Like most other student organizations and unions, the FUBA suffered persecution under the various dictatorial régimes that controlled Argentina during much of the 20th century. Since the return of democracy in 1983, the FUBA was under control of Franja Morada, the student wing of the Radical Civic Union. In 2001, in the midst of a social and economic crisis during the UCR-led government of Fernando de la Rúa, Franja Morada lost its majority in the FUBA Congress to a coalition of lefist and independent student organizations.

In the 2007 elections, left-leaning groupings took control of both the majority and the first minority in the FUBA Congress, as the Frente 20 de Diciembre (made up of the Corriente Estudiantil Popular Antiimperialista, the Unión de Juventudes por el Socialismo, and the Workers' Socialist Movement) took the presidency of the federation, while the UBAi coalition (made up of the MLI, El Mate, 14 Bis, El Germen and EnActo) took the general secretariat. Student organizations linked to the "reformist" camp (the Radical Civic Union and the Socialist Party) did not attend that year's congress in protest. The Unión de Juventudes por el Socialism (UJS), student wing of the trotskyist Workers' Party, won the presidency on its own in the 2009 elections, while the 2010 elections resulted in a shared co-presidency between the UJS and the Corriente Julio Antonio Mella, led by Itai Hagman.

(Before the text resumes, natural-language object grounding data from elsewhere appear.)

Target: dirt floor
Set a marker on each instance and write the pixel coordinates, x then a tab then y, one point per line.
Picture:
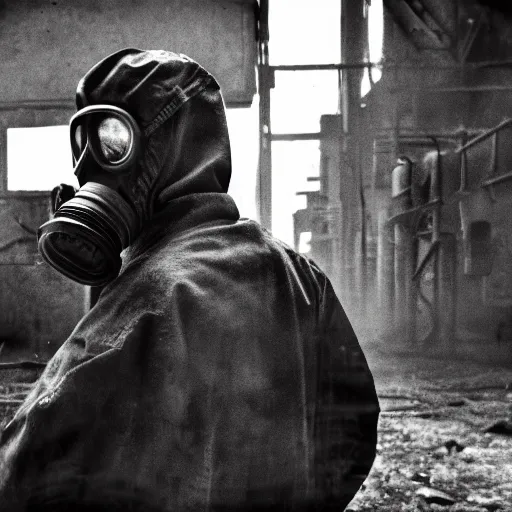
434	452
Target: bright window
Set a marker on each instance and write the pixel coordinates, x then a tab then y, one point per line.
304	31
243	133
39	158
292	164
300	98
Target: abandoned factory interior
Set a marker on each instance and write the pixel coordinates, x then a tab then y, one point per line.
373	137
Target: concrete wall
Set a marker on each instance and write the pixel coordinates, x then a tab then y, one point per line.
46	46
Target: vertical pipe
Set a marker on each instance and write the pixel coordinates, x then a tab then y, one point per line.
436	237
385	268
352	50
264	195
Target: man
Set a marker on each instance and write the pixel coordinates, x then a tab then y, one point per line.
217	371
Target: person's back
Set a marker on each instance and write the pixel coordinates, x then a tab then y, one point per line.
217	371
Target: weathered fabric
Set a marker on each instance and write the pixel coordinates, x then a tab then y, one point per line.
217	372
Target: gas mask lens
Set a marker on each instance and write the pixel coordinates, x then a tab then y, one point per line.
109	133
87	233
115	139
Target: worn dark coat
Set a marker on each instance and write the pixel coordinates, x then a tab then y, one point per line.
218	370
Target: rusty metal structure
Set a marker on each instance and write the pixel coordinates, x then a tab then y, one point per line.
46	48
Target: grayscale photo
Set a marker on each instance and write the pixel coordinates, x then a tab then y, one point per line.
255	255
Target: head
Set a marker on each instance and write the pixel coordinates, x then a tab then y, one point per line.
150	127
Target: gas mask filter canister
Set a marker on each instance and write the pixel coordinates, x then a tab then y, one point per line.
84	239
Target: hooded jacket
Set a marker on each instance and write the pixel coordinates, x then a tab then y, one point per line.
218	371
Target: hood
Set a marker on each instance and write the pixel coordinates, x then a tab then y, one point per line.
180	110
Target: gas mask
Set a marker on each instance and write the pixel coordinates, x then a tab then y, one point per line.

The UJS–Mella tandem remained in the presidency up until 2018. After five years without any FUBA Congress meetings, political groupings linked to the reformist camp, led by Franja Morada, called for a congress session with seven out of the thirteen centros de estudiantes. The congress was rejected by the co-presidents and their respective organizations, leading to a "parallel" FUBA being formed. In the following year's election, the reformist camp won a decisive victory, taking eight of the thirteen centros and claiming a majority in the FUBA Congress for the first time since 2001.

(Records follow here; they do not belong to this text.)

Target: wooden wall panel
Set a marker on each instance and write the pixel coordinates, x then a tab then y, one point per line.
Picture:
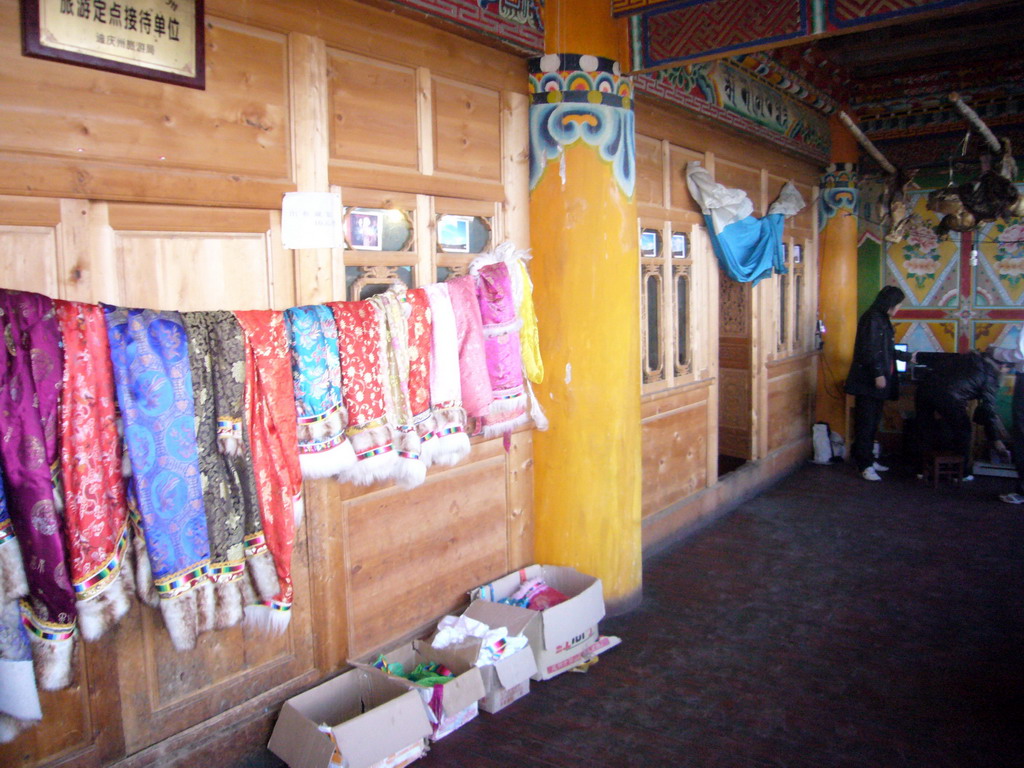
467	135
681	198
373	111
742	177
414	554
650	172
164	691
128	192
201	271
72	130
734	414
674	449
790	387
29	257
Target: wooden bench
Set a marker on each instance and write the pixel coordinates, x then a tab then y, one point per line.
942	465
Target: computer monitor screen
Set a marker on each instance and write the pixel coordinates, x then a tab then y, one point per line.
901	365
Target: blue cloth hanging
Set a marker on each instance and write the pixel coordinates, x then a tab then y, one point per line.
749	249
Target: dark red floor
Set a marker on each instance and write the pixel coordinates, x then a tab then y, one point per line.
828	623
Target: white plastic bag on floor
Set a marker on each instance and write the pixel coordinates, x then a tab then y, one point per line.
827	445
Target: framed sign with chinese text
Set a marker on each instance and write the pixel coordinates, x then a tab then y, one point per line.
154	39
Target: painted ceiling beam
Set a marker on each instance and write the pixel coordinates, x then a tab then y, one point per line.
683	32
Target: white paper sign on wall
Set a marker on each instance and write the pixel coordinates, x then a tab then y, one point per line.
311	220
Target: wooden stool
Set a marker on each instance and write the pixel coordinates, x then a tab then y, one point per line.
943	466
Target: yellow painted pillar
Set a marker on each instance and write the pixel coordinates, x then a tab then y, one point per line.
585	268
838	289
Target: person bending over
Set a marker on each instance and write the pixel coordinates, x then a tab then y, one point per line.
1015	356
941	420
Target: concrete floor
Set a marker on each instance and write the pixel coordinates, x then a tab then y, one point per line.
828	623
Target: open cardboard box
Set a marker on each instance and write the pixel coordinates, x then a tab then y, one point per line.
563	636
507	679
374	722
461	694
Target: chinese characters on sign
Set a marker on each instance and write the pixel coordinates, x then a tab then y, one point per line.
156	39
311	220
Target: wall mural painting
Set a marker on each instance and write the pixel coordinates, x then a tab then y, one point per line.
517	23
734	94
582	97
965	291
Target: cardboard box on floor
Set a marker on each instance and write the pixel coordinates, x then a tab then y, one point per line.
563	636
461	695
507	679
374	722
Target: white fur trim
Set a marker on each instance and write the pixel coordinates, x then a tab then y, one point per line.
18	697
506	407
263	576
103	610
52	660
228	599
188	614
12	584
298	510
410	472
536	412
451	449
493	429
328	463
371	470
144	587
266	620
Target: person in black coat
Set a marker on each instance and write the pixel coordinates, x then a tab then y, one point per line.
872	377
942	398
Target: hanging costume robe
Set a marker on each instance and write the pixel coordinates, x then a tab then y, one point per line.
473	378
270	418
95	505
216	354
445	391
522	309
150	353
18	697
409	470
420	324
30	386
501	333
359	348
748	248
324	449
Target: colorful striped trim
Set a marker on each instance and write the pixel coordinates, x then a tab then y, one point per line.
45	630
226	571
228	427
375	424
316	418
374	452
255	544
321	445
275	605
98	581
178	584
6	531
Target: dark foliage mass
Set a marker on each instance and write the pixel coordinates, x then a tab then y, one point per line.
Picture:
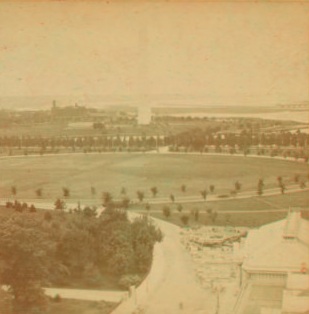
37	250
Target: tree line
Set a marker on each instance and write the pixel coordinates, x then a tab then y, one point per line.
38	249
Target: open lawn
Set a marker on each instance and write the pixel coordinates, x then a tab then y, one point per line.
243	212
110	172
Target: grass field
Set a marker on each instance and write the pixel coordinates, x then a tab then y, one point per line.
68	306
110	172
243	212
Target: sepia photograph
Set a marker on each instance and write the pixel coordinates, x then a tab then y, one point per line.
154	157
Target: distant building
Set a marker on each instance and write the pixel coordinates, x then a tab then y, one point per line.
69	114
274	274
144	115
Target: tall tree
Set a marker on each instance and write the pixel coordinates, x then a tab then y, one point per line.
154	191
107	198
183	188
260	187
140	195
204	194
25	249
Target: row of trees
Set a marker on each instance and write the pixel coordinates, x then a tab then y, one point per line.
36	250
198	139
83	142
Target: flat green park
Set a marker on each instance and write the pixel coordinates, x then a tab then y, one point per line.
167	172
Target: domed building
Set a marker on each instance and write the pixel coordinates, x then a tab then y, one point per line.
274	274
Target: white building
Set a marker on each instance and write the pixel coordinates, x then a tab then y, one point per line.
276	260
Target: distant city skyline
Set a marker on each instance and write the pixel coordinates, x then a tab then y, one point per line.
225	53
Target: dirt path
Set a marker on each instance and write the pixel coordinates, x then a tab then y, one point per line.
179	291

==Political system and organization==
The FUBA is made up of thirteen centros de estudiantes, which are democratically elected by regular graduate students in each of the thirteen faculties of the University of Buenos Aires. In addition to the centros de estudiantes, students in each of the faculties also vote for representatives to the FUBA Congress. Each faculty has five delegates, amounting to a total of 65 delegates. An additional 65 seats in the Congress are distributed among the different political groupings using the D'Hondt system after each election. The FUBA Congress is responsible for electing the federation's authorities, including its president, vice president, general secretary (a post that conventionally goes to the first minority), and various other secretariats. In order for the Congress to convene, a quorum of half of its delegates plus one (66 delegates out of 130, in total) must be achieved.